Vanderbilt engineer leads DARPA project to enable AI machines to gain, share knowledge

Kolouri wins $1M DARPA grant to investigate AI cooperative lifelong learning

A Vanderbilt engineering professor is leading part of an international initiative to create advanced artificial intelligence programs that will enable machines to learn progressively over a lifetime and share those experiences with each other. Researchers hope the technology will allow machines to reuse information, adapt quickly to new conditions and collaborate by sharing information.

Soheil Kolouri, assistant professor of computer science, in partnership with Hamed Pirsiavash, associate professor of computer science at the University of California, Davis, will lead a research team focusing on continual machine learning mechanisms.

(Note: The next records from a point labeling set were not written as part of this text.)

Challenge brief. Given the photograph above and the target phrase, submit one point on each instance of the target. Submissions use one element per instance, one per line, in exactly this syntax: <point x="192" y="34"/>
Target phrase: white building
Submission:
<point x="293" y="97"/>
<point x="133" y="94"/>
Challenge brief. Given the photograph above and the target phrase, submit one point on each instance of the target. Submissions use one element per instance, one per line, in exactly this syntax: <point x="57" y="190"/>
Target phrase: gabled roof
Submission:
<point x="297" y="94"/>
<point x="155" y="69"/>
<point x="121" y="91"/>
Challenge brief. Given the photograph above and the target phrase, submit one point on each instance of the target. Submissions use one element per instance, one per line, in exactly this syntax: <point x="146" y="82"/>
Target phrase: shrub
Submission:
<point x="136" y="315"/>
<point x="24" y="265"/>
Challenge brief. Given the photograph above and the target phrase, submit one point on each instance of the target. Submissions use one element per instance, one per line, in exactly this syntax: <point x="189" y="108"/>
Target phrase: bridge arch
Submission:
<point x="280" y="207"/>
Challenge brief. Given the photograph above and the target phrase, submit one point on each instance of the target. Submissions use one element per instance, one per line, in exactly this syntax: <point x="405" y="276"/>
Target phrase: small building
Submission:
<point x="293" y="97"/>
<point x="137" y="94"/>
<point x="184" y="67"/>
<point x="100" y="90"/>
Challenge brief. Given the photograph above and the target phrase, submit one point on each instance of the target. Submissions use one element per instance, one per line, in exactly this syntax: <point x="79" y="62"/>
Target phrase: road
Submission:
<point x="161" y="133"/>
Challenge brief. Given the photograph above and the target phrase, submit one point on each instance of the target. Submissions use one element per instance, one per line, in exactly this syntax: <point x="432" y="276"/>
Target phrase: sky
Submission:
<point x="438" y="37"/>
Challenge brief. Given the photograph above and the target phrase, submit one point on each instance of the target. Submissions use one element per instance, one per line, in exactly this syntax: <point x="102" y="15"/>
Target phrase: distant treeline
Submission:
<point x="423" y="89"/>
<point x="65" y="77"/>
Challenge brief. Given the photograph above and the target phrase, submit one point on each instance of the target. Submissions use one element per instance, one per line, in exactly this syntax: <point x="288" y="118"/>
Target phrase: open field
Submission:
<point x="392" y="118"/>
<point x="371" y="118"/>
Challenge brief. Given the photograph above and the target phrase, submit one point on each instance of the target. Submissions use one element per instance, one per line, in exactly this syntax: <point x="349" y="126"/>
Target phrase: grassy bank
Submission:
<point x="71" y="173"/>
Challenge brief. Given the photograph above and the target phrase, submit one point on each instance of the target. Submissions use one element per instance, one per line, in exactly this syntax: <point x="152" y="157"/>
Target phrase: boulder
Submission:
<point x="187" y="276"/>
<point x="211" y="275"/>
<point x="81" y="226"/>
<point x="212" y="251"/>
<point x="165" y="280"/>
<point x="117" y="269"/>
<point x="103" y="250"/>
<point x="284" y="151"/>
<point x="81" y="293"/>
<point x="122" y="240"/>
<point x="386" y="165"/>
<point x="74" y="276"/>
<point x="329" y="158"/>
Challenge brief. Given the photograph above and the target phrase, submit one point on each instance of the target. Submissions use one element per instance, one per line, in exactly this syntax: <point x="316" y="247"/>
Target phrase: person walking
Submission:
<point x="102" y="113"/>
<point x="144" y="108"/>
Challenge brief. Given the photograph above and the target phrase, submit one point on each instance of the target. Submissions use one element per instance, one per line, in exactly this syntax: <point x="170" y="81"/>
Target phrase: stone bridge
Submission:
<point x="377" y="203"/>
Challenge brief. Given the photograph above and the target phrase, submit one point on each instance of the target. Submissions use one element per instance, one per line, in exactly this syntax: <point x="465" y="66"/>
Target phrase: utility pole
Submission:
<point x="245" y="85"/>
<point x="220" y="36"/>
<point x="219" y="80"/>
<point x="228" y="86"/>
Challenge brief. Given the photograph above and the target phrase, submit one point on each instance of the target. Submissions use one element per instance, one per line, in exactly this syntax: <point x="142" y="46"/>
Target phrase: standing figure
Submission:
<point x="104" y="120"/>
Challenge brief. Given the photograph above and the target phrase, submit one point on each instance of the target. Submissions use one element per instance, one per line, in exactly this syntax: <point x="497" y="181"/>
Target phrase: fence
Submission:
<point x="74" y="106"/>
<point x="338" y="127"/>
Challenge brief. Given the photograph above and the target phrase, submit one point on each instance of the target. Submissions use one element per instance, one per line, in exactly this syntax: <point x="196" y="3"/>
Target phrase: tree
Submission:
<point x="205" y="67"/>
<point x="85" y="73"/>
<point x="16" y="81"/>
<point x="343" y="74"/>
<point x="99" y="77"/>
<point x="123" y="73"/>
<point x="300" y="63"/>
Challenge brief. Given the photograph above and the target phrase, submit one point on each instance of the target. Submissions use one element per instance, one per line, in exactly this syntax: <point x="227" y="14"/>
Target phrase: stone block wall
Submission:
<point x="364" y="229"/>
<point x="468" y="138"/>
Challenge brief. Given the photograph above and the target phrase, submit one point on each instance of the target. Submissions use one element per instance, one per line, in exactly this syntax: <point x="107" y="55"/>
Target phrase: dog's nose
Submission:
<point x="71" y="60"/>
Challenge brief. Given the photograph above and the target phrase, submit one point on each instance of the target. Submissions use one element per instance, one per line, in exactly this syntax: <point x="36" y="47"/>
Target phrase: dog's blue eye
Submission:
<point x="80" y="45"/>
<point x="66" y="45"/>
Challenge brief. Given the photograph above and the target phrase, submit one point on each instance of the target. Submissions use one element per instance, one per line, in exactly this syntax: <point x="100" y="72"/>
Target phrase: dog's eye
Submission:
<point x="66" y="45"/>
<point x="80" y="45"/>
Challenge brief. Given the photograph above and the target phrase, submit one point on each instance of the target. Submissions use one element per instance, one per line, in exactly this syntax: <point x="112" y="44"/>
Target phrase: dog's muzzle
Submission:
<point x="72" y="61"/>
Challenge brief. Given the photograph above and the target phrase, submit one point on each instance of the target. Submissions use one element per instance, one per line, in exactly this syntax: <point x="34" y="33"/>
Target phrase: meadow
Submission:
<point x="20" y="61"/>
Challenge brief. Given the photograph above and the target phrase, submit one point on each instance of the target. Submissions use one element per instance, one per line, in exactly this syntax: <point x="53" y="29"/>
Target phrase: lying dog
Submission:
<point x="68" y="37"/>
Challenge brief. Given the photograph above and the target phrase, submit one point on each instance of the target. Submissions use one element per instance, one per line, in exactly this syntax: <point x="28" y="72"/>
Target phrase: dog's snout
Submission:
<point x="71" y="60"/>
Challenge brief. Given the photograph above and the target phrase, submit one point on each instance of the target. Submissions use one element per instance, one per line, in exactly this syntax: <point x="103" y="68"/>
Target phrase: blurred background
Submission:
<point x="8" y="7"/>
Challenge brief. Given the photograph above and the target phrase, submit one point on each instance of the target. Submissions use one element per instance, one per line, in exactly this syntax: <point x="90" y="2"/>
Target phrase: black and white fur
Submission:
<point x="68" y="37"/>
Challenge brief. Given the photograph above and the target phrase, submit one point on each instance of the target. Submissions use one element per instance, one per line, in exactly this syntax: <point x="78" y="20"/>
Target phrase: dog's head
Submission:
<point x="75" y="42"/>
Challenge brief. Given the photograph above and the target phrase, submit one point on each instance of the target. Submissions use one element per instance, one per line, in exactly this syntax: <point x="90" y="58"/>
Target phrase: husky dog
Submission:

The prototype project, “Information Distillation for Embodied and Articulate Lifelong Learners,” or IDEALL, has received a $1M award from the Defense Advanced Research Projects Agency as part of the agency’s Shared-Experience Lifelong Learning (ShELL) initiative. DARPA wants to develop AI agents that share their experiences with each other and is seeking innovative basic or applied research concepts in lifelong learning.

In addition to leading IDEALL, Kolouri’s team has partnered with Andrea Soltoggio, associate professor of computer science, University of Loughborough, UK, to develop a theoretical framework that allows AI agents to measure tasks’ similarities and continually learn by analogies. Cong Liu, associate professor of computer science, University of Texas, Dallas, is a member of Loughborough team.  

Soheil Kolouri

The Vanderbilt-UC, Davis team will concentrate on the algorithmic theory and statistical foundation of the learning mechanisms. The UK team will focus on novel bio-inspired neural networks that learn shareable knowledge exploiting neuromodulation and synaptic consolidation mechanisms, and the Texas researchers will focus on the hardware integration and deployment for potential transition to industrial and real-world applications.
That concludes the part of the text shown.